Jeffrey was born in Brewer, Ark., but raised in Cardin, Okla., where as a teenager he worked nights in a lead and zinc mine to help his struggling family. After graduating from high school, he joined the Army in 1939 and later was accepted into the aviation cadet program, where he excelled, eventually becoming captain of the 434th Fighter Squadron and retiring as a full colonel in 1968.
Five years ago, Jeffrey moved to Yakima to be close to his sisters, Helen Luke and Bertie DiPietro.
Boasting was never Jeffrey’s style, said his son, 71-year-old Kent Jeffrey.
“I never heard the story about how he got the Silver Star,” Kent said from his San Francisco home. “He graduated salutatorian of his class. I never knew that. He was a humble guy.”

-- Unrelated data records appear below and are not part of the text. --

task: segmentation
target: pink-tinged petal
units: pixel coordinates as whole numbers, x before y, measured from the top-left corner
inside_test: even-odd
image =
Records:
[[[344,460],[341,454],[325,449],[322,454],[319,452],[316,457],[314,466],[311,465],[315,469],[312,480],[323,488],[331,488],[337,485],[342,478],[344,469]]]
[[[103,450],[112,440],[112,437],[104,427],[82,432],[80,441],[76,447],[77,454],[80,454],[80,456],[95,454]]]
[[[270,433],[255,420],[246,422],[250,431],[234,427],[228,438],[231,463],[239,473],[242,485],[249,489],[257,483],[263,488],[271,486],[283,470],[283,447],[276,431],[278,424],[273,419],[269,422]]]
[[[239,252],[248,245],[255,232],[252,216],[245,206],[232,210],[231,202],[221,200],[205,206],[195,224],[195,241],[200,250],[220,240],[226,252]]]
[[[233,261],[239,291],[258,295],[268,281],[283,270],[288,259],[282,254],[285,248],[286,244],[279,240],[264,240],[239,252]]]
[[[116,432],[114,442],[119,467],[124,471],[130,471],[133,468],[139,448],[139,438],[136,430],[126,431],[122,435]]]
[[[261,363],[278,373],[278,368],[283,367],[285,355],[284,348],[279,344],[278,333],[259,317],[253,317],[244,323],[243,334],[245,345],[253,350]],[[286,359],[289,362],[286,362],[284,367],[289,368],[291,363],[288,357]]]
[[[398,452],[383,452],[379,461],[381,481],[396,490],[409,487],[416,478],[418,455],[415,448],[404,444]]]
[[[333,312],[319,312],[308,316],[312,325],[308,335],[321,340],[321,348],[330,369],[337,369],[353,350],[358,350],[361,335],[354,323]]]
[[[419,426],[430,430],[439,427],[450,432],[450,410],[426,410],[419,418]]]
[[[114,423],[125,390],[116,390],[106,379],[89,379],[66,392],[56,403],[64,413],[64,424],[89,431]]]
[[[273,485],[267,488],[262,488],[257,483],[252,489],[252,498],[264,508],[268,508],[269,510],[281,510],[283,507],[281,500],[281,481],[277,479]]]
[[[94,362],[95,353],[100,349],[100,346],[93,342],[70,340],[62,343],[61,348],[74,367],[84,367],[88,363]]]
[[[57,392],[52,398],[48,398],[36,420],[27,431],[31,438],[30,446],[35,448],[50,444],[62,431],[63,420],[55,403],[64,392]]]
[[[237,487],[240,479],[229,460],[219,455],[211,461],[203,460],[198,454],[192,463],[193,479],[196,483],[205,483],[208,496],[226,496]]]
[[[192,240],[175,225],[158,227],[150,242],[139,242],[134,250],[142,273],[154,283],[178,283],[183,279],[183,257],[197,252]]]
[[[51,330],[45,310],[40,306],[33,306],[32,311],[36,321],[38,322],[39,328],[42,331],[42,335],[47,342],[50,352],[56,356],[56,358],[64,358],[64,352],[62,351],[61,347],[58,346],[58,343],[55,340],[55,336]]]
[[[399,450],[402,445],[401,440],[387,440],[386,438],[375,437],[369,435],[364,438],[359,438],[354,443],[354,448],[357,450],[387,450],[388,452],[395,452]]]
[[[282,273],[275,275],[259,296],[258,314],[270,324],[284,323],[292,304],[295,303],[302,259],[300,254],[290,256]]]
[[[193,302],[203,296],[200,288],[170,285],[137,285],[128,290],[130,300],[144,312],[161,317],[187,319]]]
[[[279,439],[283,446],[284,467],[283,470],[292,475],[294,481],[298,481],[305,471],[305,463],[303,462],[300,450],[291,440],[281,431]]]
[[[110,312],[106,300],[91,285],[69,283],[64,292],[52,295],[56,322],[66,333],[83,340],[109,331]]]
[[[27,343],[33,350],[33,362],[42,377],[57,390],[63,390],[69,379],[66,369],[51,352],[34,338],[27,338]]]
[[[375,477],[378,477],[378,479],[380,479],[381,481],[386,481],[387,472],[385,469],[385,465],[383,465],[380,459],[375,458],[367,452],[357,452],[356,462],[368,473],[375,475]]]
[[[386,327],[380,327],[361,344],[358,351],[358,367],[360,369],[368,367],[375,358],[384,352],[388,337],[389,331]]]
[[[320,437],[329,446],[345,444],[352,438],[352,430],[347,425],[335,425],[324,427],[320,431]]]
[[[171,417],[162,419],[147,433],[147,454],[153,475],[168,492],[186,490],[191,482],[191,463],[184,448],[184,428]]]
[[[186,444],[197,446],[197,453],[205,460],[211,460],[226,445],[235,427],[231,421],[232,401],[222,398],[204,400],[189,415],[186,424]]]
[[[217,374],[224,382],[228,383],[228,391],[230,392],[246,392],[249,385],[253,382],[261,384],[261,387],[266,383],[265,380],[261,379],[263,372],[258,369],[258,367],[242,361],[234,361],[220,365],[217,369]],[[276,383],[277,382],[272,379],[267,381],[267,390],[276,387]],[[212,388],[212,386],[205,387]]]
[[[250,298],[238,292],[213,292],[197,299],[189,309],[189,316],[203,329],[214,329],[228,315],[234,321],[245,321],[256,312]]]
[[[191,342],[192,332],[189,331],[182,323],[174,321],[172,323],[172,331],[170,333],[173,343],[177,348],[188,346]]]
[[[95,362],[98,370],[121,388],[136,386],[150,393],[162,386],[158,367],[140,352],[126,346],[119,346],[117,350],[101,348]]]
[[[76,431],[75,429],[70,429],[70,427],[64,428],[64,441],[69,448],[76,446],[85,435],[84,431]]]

His selflessness was a lifelong trait. When his Yakima caregiver battled cancer, he switched roles and became her biggest advocate, insisting she not give in to the disease.
But humility didn’t interfere with his ability in the cockpit. Kent recalled a time in 1947, when he was just 4 years old, watching his dad fly a B-26 bomber at an air show in Peoria, Ill., maneuvering the aircraft into an acrobatic roll while maintaining a steady altitude.
“I remember seeing this big plane, well it was big to me at the time, slow rolling near the runway — and that was my dad.”
He was also known for occasionally “hotdogging it.” Kent’s mom, Edna, told the most colorful story. When returning from submarine patrols off the California coast before the war, Jeffrey made a habit of “buzzing” their apartment — flying upside down in a P-38 so low that Edna could see the pipe in his mouth. His antics ended after neighbors complained to the War Department.
“Mom — she told that story for years,” Kent said. “I heard that story a lot growing up. I wish I could have gone back in time and seen it.”
Jeffrey was well known among World War II history and fighter pilot buffs as well as aviation enthusiasts, said Linda Baker, who served as his caregiver the last three years of his life.
People would send him postcards or pictures of him asking for his autograph, she said, including $5 to cover the cost of the return postage.
“He’d always get what I’d call fan mail,” Baker said one recent afternoon at Jeffrey’s west Yakima home, pulling out several letters — one from the owner of an aviation bookstore in England, others from history buffs in Australia and Virginia.
Sprawled across a coffee table were pictures of Jeffrey during the war. There he was, standing on the wing of his fighter plane, shaking hands with President Harry Truman. Another is a portrait of a German pilot he shot down, who had written to Jeffrey recounting that day and informing him that one of his own men died in the dogfight. Jeffrey replied politely, lamenting that he, too, had lost one of his men in the battle.
“I was really impressed by the letter my dad wrote back to that pilot,” Kent said. “My dad wrote something back very philosophical. It was a very cordial exchange.”
Another letter from Korean military officials thanked him, in less than perfect English, for helping the Republic of Korea Air Force set up a base in 1960.
“He very smoothly made up difficulties in operational field. He did well done. He increased combat capability of the ROKF to the Communist threat. So, because of so outstanding work, I am going to give this letter of appreciation to you,” the letter said.
Baker is gathering the memorabilia to create a shrine in Jeffrey’s honor for the memorial next Sunday.
She said he supported her during her recent bout with cancer. “He was my hero — he made me fight to stay alive when I was ill,” she said. “He’d tell me to fight.
“He was just the top. He was my hero. He was THE top gun.”